Was Pilate mocking the Jews as he displayed the scourged one before them whom they, only days before, had hailed as King of the Jews? Who would want this man as king? He didn’t defend himself, proclaim his innocence or fight back. There were no last minute resolutions from congress to save his life. He was completely rejected by both “church” and state even though none of them could pronounce him guilty of even one infraction of the law, one evil deed much less anything deserving death. Isaiah called him God’s Suffering Servant saying,
He was oppressed, and he was afflicted,
yet he opened not his mouth;
like a lamb that is led to the slaughter,
and like a sheep that before its shearers is silent,
so he opened not his mouth. [Isaiah 53:7]
Yet this is not a picture of failure as those mocking and wagging their heads thought. This is the Lamb of God taking away the sin of the world. That’s your sin and mine that disfigure him. For,
he was wounded for our transgressions;
he was crushed for our iniquities;
upon him was the chastisement that brought us peace,
and with his stripes we are healed [Isaiah 53:5]
Sin kills. And when it is the sin of the whole world it kills quickly, just six hours. And now they take his limp, lifeless body and bury it in a tomb. Yet, “just as Jonah was three days and three nights in the belly of the great fish, so will the Son of Man be three days and three nights in the heart of the earth” [Matthew 12:40]. We who believe that Christ was sacrificed for us and for our salvation, that as the Son of God he rises victorious over death and the grave will remain in prayerful vigil. For in the wee hours of the pre-dawn of the first day of the week he will rise and in his glorified body and soul descend into hell to proclaim his triumph, and then will appear to the women and to his disciples.

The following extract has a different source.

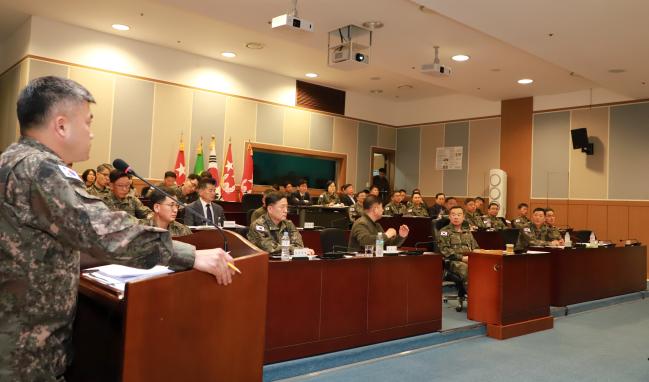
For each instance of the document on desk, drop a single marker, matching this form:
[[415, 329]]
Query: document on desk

Now as the old Passover lamb was to be killed, the blood drained and the meat eaten, so now the new Passover Lamb having arisen from death gives us his very body and blood to eat and drink and in this way we partake of his deathless life. We started this three-day-long service by doing exactly that.
Tonight we fast and pray. Tomorrow we gather in holy vigil, awaiting the moment of that night which alone knew the hour of his rising. For tonight, let us pray and meditate on this most awesome moment when the very heavens covered its face, when the darkness of God’s judgment of the world’s sin covered the earth, when the Angel of death passed over all who were covered by the blood of the Lamb—the Lamb of God who takes away the sin of the world. Oh, come, let us worship him.